The long-term decline in newspaper circulation presents the conservative movement with an excellent opportunity to increase its influence with the media. Falling readership and tighter budgets are forcing newspapers to dedicate fewer staff to investigative reporting. As a result, they are increasingly relying upon nonprofit organizations to fill the gap.
A 2005 Arizona State University study found that 37 percent of the 100 leading daily newspapers had no full-time investigative reporters. A majority had two or fewer.
Although the largest newspapers have usually been reluctant to use reporting from other organizations, experts say the resistance is breaking down as they get squeezed financially.
Stephen B. Shepard, dean of the City University of New York’s Graduate School of Journalism and a former BusinessWeek editor, says newspapers are “looking for alternative means of paying for ambitious journalism.”
If conservative nonprofit organizations significantly increase their use of investigative reporting, then the movement will be able to partly offset the liberal bias of the mainstream media.
Despite their political agenda, newspapers and TV networks like scandals simply because they make great headlines. Experience shows that they will cover scandals exposed by conservatives.
For instance, the National Legal and Policy Center (NLPC) has been successful in publicizing earmark abuse and criminal profiteering from government spending.
In March 2006, following a 10-month investigation, NLPC filed a criminal complaint with the US Justice Department. It charged that Representative Alan Mollohan (D-WV), a member of the House Appropriations Committee and then-ranking Democrat on the House Ethics Committee, illegally profited by funneling millions of dollars in earmarks to friends and associates who then cut him in on lucrative business deals.
NLPC suspected that Mollohan was shady because his personal wealth, as disclosed on his Financial Disclosure Form, which all congressmen must file every year, went from extremely modest assets to having $6 million to $24 million in assets over a four-year period.
The story was extensively covered by the Wall Street Journal, the New York Times, the Washington Post, Associated Press, CNN, ABC, and other news outlets. Mollohan was subsequently forced to resign from the Ethics Committee, due in part to pressure from Nancy Pelosi who wasn’t thrilled that Mollohan put the lie to her charge that Republicans had fostered a “culture of corruption” on Capitol Hill.
A federal Grand Jury is currently investigating Mollohan.
NLPC BROKE THE Mollohan story only because it had the staff, expertise and time to conduct a thorough investigation. It is highly unlikely that a major newspaper would have bothered to do such research. Even newspapers that have the investigative tools are unlikely to pursue such a story because they aren’t certain it will necessarily lead to a headline-grabbing scandal.

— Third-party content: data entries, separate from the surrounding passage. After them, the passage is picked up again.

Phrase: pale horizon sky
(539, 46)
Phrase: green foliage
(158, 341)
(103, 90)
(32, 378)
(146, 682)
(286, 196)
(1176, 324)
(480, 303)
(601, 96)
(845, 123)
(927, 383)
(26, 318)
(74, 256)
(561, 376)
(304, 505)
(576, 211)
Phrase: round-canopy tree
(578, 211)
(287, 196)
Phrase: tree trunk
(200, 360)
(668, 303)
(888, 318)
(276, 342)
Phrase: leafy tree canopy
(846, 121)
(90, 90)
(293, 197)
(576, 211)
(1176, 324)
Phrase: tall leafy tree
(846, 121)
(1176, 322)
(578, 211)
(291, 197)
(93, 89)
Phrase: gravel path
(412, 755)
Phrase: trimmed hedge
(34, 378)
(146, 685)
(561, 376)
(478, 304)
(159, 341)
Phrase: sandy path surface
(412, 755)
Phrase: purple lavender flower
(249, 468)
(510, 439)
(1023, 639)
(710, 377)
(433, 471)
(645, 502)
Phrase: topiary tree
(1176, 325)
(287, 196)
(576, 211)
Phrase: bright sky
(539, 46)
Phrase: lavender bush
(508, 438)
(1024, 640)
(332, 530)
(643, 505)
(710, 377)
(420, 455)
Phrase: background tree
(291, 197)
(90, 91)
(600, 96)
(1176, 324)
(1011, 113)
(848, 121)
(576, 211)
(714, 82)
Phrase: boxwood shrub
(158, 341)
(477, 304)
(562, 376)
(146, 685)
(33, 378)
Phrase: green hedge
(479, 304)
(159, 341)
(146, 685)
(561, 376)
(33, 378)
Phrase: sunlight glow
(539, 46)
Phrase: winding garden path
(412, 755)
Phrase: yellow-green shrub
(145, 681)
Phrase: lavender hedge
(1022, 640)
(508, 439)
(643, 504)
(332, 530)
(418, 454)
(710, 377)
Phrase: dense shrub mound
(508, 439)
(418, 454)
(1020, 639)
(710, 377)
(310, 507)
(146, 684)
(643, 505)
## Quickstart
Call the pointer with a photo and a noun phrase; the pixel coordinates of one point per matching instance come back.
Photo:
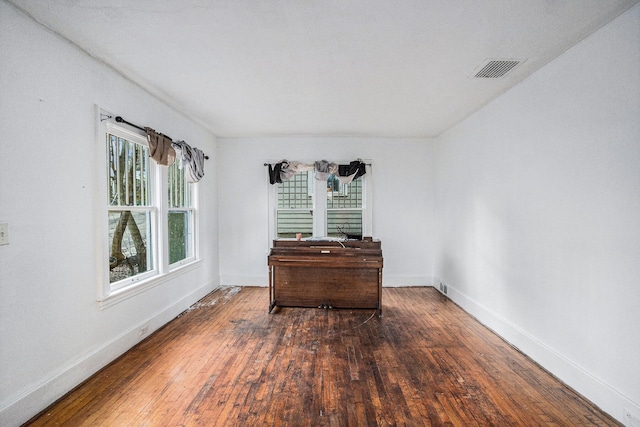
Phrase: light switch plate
(4, 234)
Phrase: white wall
(52, 332)
(402, 179)
(538, 212)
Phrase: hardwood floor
(226, 361)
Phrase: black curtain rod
(121, 120)
(368, 164)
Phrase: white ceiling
(387, 68)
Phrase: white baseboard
(392, 281)
(32, 401)
(592, 388)
(387, 281)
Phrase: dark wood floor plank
(227, 361)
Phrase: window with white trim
(132, 210)
(344, 211)
(151, 214)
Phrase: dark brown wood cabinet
(331, 274)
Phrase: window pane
(130, 253)
(344, 223)
(291, 222)
(128, 172)
(296, 193)
(178, 187)
(344, 195)
(295, 206)
(180, 246)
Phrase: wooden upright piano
(326, 274)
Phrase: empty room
(319, 212)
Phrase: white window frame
(320, 204)
(113, 293)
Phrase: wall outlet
(631, 418)
(443, 288)
(4, 234)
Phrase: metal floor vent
(496, 68)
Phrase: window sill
(137, 288)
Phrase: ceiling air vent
(496, 68)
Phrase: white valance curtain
(284, 170)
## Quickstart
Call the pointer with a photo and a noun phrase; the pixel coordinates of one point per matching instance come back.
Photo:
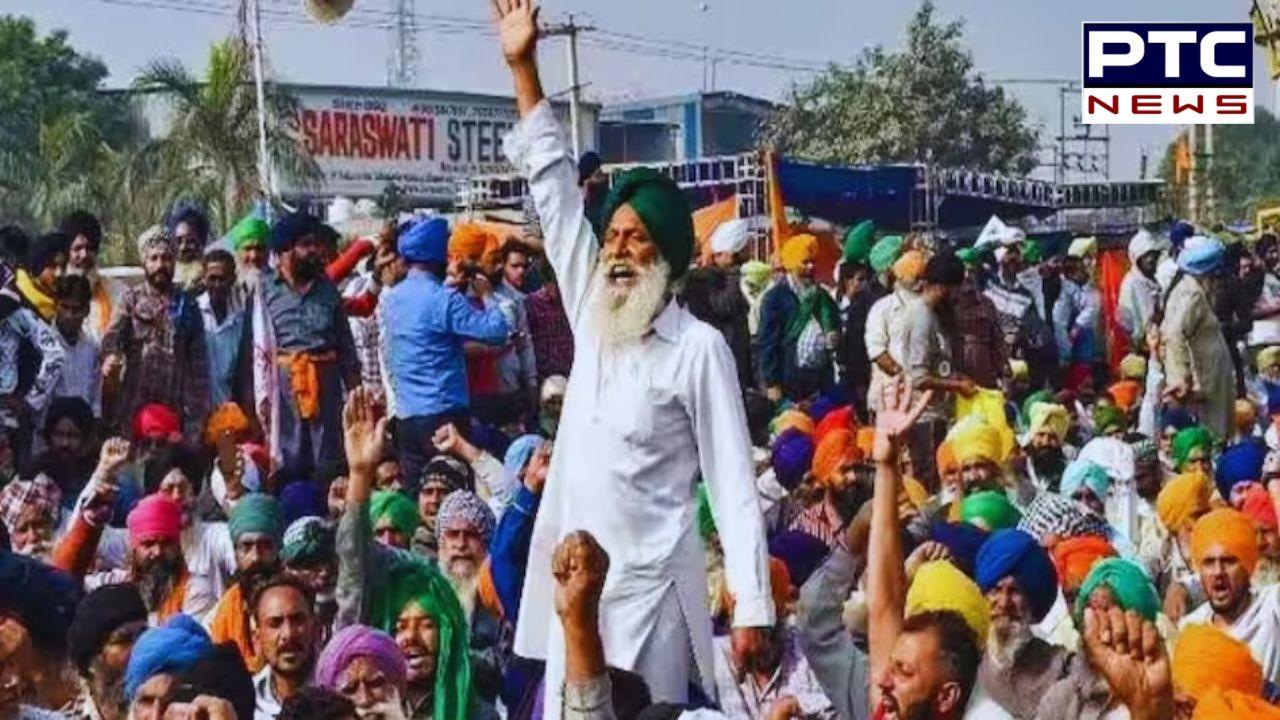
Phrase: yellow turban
(972, 440)
(789, 419)
(910, 265)
(1207, 657)
(1133, 368)
(1180, 499)
(470, 241)
(940, 586)
(796, 250)
(1051, 418)
(1269, 356)
(836, 450)
(1233, 531)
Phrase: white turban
(731, 236)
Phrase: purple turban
(792, 454)
(360, 641)
(800, 552)
(1016, 554)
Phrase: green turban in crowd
(1032, 253)
(250, 231)
(1188, 440)
(663, 210)
(424, 584)
(397, 507)
(1107, 418)
(992, 509)
(858, 242)
(255, 513)
(1129, 586)
(886, 253)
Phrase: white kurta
(639, 424)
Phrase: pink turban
(156, 516)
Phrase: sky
(1009, 40)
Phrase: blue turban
(167, 650)
(424, 240)
(1176, 418)
(302, 499)
(1179, 233)
(519, 454)
(792, 455)
(1239, 464)
(963, 540)
(1086, 473)
(800, 552)
(40, 596)
(289, 228)
(1014, 552)
(1201, 255)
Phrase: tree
(214, 133)
(923, 104)
(1243, 173)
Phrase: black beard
(155, 582)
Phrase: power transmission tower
(402, 53)
(575, 89)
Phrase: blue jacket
(425, 326)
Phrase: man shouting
(652, 401)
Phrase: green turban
(663, 210)
(255, 513)
(858, 242)
(1032, 253)
(250, 231)
(421, 583)
(1107, 418)
(705, 520)
(1188, 440)
(1128, 583)
(400, 509)
(992, 507)
(886, 253)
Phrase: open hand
(896, 418)
(579, 566)
(517, 30)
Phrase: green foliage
(923, 103)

The Mollohan case clearly shows that by aggressively getting involved in investigative journalism conservative nonprofit organizations stand to enormously change the terms of the media debate, perhaps in much the same way that Fox News and Talk Radio revolutionized media coverage.
However, the media’s increasing reliance on nonprofits also poses a threat.
The Left understands the importance of nonprofit investigative journalism as well. And, unfortunately, the Left has more money and is rushing to fill this media vacuum.